= Massey Sisters =

Welsh artists

Edith Ellen Henrietta Massey (1863–1946) and Gwenddolen Elizabeth Evileen Massey (1864–1960), known as the Massey Sisters, were two Welsh artists and botanists who created a unique record of the plant-life of Anglesey in the late 19th and early 20th century.

==Life and career==
Edith and Gwenddolen Massey were born on the island of Anglesey, off the coast of North Wales. They lived at Cornelyn Manor, near Llangoed, a country house built in 1861 by their father William Massey (1817–1897), who was Deputy Lieutenant and later High Sheriff of Anglesey (1864).
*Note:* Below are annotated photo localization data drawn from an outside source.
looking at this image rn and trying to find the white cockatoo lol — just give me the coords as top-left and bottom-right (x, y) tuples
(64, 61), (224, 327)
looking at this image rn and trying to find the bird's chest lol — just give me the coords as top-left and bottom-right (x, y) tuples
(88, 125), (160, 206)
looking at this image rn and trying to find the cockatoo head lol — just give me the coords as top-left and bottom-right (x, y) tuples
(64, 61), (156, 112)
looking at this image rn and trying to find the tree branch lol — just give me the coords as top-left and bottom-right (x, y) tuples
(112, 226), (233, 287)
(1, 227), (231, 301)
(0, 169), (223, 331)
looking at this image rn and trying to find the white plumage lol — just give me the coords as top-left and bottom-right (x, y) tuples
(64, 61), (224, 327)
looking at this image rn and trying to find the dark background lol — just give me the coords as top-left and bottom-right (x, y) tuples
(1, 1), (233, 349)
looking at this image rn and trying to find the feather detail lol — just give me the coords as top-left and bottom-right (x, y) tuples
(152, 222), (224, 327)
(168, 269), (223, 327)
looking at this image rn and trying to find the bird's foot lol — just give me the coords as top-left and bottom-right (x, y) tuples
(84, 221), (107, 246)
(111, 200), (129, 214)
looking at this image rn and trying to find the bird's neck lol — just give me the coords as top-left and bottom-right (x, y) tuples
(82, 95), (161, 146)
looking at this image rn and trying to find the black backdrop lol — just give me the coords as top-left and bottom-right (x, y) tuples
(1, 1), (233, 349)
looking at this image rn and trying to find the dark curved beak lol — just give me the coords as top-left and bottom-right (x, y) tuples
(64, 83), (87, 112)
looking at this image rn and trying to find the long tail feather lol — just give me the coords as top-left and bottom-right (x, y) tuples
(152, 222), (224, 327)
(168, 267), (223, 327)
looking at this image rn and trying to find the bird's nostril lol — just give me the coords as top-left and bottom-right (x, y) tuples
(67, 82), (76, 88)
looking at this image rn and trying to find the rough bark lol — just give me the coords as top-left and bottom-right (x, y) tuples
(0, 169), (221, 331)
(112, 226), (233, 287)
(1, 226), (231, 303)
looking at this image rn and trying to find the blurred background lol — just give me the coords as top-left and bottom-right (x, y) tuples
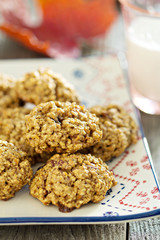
(0, 0), (125, 58)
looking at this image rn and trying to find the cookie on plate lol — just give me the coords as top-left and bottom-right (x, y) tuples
(16, 68), (80, 105)
(0, 73), (20, 109)
(30, 153), (116, 212)
(0, 107), (30, 146)
(86, 104), (138, 162)
(0, 107), (51, 164)
(25, 101), (102, 154)
(0, 140), (33, 200)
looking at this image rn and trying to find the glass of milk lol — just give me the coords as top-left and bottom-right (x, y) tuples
(119, 0), (160, 114)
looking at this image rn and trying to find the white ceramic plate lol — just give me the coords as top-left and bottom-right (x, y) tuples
(0, 56), (159, 225)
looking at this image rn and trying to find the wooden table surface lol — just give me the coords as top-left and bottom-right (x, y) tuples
(0, 16), (159, 240)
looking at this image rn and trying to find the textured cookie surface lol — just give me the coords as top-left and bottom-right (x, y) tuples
(16, 68), (79, 105)
(0, 73), (20, 108)
(0, 141), (33, 200)
(86, 104), (138, 162)
(30, 153), (116, 212)
(0, 107), (50, 164)
(0, 107), (31, 151)
(25, 101), (102, 154)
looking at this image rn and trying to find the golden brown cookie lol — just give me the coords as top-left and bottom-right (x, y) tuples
(0, 140), (33, 200)
(85, 104), (138, 162)
(0, 73), (20, 108)
(25, 101), (102, 154)
(0, 107), (51, 164)
(16, 68), (80, 105)
(0, 107), (31, 150)
(30, 153), (116, 212)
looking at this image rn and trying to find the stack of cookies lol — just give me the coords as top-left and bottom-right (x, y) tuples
(0, 68), (138, 212)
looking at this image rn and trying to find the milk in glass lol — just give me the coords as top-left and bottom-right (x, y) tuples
(127, 17), (160, 102)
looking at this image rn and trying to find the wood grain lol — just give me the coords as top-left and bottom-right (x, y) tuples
(0, 224), (126, 240)
(129, 217), (160, 240)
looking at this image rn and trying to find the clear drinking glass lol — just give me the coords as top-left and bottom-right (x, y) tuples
(119, 0), (160, 115)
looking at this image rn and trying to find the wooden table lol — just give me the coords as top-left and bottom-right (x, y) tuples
(0, 16), (159, 240)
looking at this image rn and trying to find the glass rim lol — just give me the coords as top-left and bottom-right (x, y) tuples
(119, 0), (160, 17)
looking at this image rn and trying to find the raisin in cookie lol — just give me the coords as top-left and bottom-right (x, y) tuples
(25, 101), (102, 154)
(16, 68), (79, 105)
(0, 73), (20, 108)
(30, 153), (116, 212)
(0, 140), (33, 200)
(85, 104), (138, 162)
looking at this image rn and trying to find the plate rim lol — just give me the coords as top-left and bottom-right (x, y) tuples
(0, 209), (159, 224)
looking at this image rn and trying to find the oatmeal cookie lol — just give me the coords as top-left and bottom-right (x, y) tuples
(0, 107), (51, 164)
(0, 140), (33, 200)
(0, 107), (31, 150)
(0, 73), (20, 108)
(25, 101), (102, 154)
(30, 153), (116, 212)
(85, 104), (138, 162)
(16, 68), (80, 105)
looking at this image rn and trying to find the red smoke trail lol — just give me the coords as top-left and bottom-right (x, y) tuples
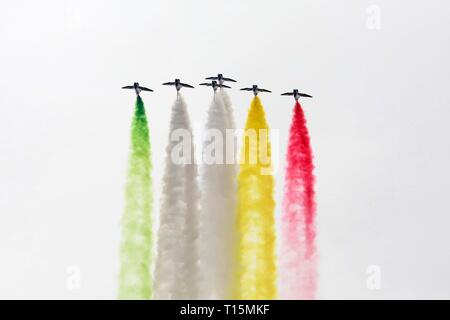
(280, 101), (317, 299)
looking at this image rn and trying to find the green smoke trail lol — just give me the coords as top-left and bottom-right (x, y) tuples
(119, 96), (153, 299)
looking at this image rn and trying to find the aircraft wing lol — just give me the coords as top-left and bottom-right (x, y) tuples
(259, 88), (272, 93)
(221, 84), (231, 89)
(139, 86), (154, 92)
(162, 82), (175, 85)
(281, 92), (294, 96)
(122, 85), (134, 89)
(205, 76), (218, 80)
(223, 77), (237, 82)
(240, 88), (253, 91)
(299, 93), (313, 98)
(180, 83), (194, 88)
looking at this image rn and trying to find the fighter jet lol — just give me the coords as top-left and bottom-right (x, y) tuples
(121, 82), (153, 96)
(162, 79), (194, 92)
(199, 80), (231, 92)
(240, 85), (272, 96)
(281, 89), (313, 101)
(205, 74), (237, 85)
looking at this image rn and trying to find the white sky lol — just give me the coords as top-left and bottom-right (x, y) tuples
(1, 0), (450, 299)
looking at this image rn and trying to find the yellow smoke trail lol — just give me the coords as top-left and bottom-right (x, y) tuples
(234, 96), (277, 299)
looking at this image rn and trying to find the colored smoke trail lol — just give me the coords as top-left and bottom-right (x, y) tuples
(199, 93), (236, 299)
(119, 96), (153, 299)
(153, 95), (200, 299)
(280, 101), (317, 300)
(234, 96), (277, 300)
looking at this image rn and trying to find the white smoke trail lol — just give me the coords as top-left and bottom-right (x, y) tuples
(198, 91), (237, 299)
(153, 95), (201, 300)
(220, 89), (238, 267)
(219, 88), (238, 200)
(220, 88), (236, 133)
(219, 88), (239, 175)
(179, 100), (201, 300)
(220, 88), (238, 299)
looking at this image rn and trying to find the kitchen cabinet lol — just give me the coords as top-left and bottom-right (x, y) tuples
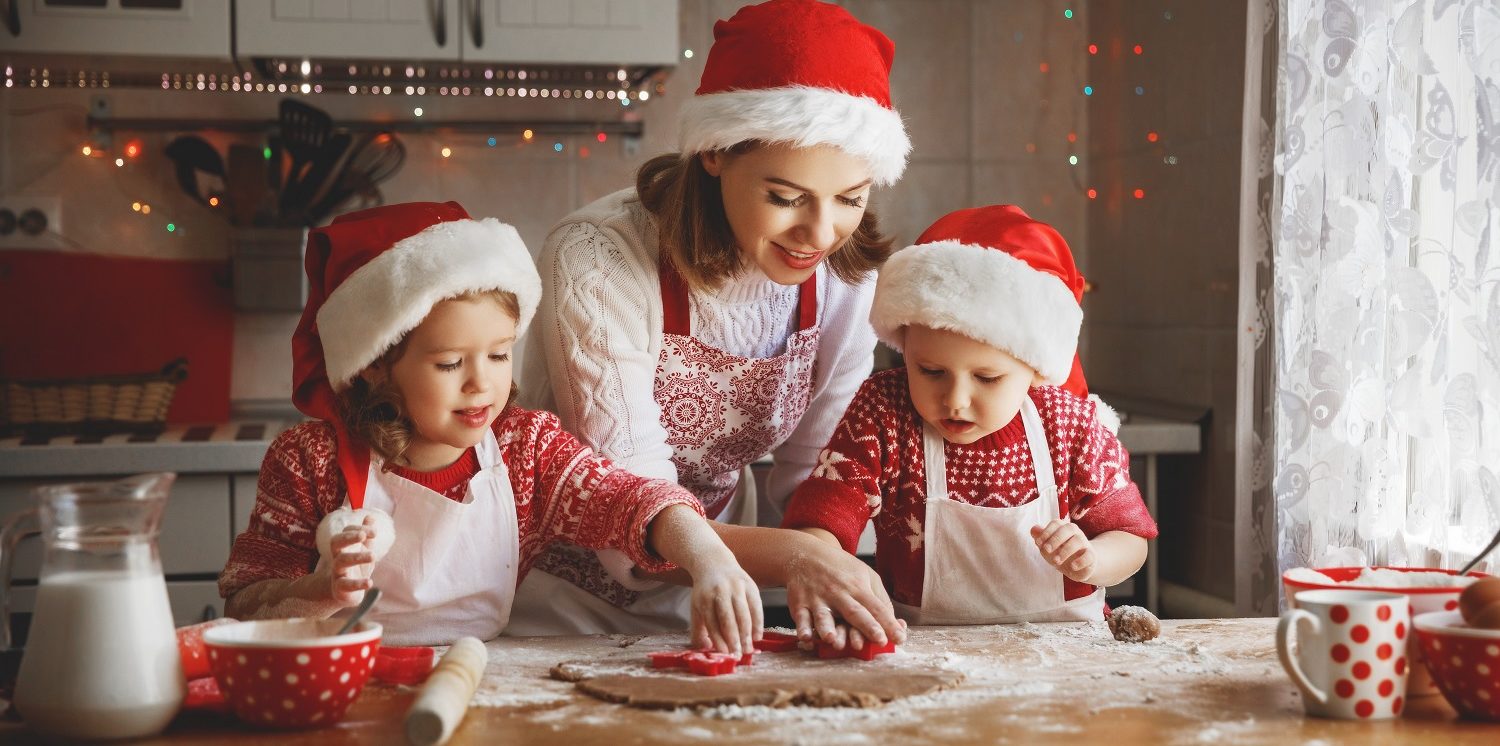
(464, 0), (677, 65)
(0, 474), (236, 625)
(233, 0), (676, 64)
(0, 0), (232, 58)
(233, 0), (458, 61)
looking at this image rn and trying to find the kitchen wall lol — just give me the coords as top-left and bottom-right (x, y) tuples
(0, 1), (1247, 605)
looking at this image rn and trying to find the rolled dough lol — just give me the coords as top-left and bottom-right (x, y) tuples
(551, 652), (963, 710)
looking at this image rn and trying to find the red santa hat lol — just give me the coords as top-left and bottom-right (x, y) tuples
(678, 0), (910, 185)
(291, 201), (539, 508)
(872, 205), (1093, 397)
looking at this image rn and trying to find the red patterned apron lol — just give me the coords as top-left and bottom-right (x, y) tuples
(507, 260), (820, 632)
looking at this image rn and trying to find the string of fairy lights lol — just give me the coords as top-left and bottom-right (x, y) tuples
(13, 48), (694, 236)
(1047, 6), (1175, 205)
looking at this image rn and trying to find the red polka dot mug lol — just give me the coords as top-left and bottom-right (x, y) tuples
(1277, 589), (1410, 720)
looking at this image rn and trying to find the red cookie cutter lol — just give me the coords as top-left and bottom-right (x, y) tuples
(645, 649), (751, 675)
(814, 636), (897, 661)
(372, 645), (437, 685)
(755, 631), (802, 653)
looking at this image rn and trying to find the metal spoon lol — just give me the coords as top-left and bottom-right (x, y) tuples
(336, 587), (381, 635)
(1457, 526), (1500, 577)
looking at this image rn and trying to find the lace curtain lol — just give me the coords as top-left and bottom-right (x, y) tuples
(1272, 0), (1500, 586)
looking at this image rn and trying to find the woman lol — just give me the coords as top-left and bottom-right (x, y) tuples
(509, 0), (911, 637)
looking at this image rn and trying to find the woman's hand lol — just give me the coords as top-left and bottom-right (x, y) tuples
(1031, 519), (1096, 583)
(785, 532), (906, 652)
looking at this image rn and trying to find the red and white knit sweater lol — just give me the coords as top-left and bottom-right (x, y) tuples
(219, 406), (702, 600)
(781, 368), (1158, 608)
Historian John Smith has written that the sisters had a "remarkable" talent for making detailed and exceptional botanical studies despite the fact that it appears they had little training. Edith gathered the flower and plant specimens while her younger sister Gwenddolen painted them in watercolours. They are known to have painted more than 500 studies, annotated with the species names in Welsh, English and Latin. Gwenddolen died aged 96 in October 1960 and is buried with her sister and family at St Seiriol's Church, Penmon.

Neither sister married or had children and their estate was inherited by their nearest surviving relative Sybil Mary, whose mother was a niece to the Massey Sisters' mother. After Mary's death, the collection of watercolour paintings was bought at auction by Anglesey Borough Council for £2,000 in 1982. Together with the previously acquired collection of works of Charles Tunnicliffe, this formed the start of the island's museum service, according to John Smith.

==Reception==
The sisters' paintings are held by Oriel Ynys Môn in Llangefni, where a selection of them are on permanent display.

In 2010, the University of Cardiff funded a five-year research project led by author Tristan Hughes to promote knowledge of the Massey sisters to the wider public and to place their work in its historical context.